2. Dividends vs Dividends in Arrears:
Dividends:
- - Payments made by a corporation to its shareholders, usually in the form of cash or additional shares.
- - Typically paid from a company's profits or retained earnings.
- - Can be regular (e.g., quarterly) or special (one-time) dividends.
Dividends in Arrears:
- - Unpaid dividends owed to preferred stockholders.
- - Occur when a company does not pay the full dividend amount it has committed to for preferred stockholders.
- - Must be paid before any dividends can be paid to common stockholders.
Comparison:
- - Dividends are regular or special payments to shareholders, while dividends in arrears are unpaid dividends owed to preferred stockholders.
- - Dividends in arrears must be paid before any dividends can be paid to common stockholders.
3. Bond Premium vs Bond Discount:
Bond Premium:
- - Occurs when a bond's market price is higher than its face value.
- - Usually results from a decrease in market interest rates, making the bond's fixed interest payments more attractive to investors.
- - Bond premium is amortized over the life of the bond, reducing the bond's book value.
Bond Discount:
- - Occurs when a bond's market price is lower than its face value.
- - Usually results from an increase in market interest rates, making the bond's fixed interest payments less attractive to investors.
- - Bond discount is amortized over the life of the bond, increasing the bond's book value.
Comparison:
- - A bond premium represents a bond selling for more than its face value, while a bond discount represents a bond selling for less than its face value.
- - Bond premiums typically occur when market interest rates decrease, while bond discounts occur when market interest rates increase.
4. 3 Main Fee Structures of Mutual Funds:
1. Sales Loads: Fees paid when buying or selling shares of a mutual fund. They can be front-end loads (charged when buying shares) or back-end loads (charged when selling shares).

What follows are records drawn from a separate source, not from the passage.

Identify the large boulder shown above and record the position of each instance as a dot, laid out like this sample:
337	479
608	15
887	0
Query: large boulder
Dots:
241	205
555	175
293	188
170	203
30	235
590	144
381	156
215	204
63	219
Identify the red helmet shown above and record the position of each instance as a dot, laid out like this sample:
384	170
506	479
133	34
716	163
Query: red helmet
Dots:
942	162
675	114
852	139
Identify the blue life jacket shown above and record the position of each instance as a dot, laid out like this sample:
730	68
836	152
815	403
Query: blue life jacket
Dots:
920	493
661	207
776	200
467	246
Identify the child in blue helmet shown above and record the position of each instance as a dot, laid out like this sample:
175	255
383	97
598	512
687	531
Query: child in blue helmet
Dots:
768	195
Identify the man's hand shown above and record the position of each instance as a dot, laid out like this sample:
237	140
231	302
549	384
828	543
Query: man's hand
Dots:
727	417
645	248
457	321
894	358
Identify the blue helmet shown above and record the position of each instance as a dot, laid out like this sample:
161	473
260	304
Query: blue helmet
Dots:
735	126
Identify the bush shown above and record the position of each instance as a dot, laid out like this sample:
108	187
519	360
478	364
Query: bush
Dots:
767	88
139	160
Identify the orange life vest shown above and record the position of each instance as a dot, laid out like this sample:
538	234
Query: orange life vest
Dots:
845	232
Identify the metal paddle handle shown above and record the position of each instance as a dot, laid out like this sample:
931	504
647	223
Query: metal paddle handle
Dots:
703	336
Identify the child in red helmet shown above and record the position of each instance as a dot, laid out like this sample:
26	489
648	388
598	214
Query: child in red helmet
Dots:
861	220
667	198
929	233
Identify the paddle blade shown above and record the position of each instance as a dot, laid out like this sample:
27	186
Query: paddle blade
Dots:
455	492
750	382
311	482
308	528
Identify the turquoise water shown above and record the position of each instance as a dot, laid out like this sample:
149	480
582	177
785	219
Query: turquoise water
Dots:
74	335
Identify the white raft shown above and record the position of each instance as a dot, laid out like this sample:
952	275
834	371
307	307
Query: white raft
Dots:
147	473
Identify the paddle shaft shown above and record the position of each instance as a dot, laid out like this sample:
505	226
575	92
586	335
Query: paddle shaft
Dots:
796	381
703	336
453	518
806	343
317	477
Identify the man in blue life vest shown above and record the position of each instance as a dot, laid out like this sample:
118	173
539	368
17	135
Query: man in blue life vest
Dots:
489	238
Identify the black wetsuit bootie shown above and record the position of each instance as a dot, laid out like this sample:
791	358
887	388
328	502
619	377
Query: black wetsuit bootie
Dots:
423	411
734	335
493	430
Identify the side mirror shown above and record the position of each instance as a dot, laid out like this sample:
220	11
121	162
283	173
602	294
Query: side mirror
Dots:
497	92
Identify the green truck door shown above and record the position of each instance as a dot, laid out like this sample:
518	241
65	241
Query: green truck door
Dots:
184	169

2. Expense Ratio: The annual fee that covers the fund's operating expenses, including management fees, administrative fees, and other costs. It is expressed as a percentage of the fund's average net assets.
3. 12b-1 Fees: Annual fees charged by some mutual funds to cover marketing and distribution expenses. These fees are included in the fund's expense ratio.
5. NAV (Net Asset Value):
- - NAV represents the per-share value of a mutual fund, calculated by dividing the fund's total net assets by the number of outstanding shares.
- - Total net assets are calculated by subtracting the fund's liabilities from its total assets.
- - NAV is typically calculated at the end of each trading day and is the price at which investors can buy or sell shares of the mutual fund.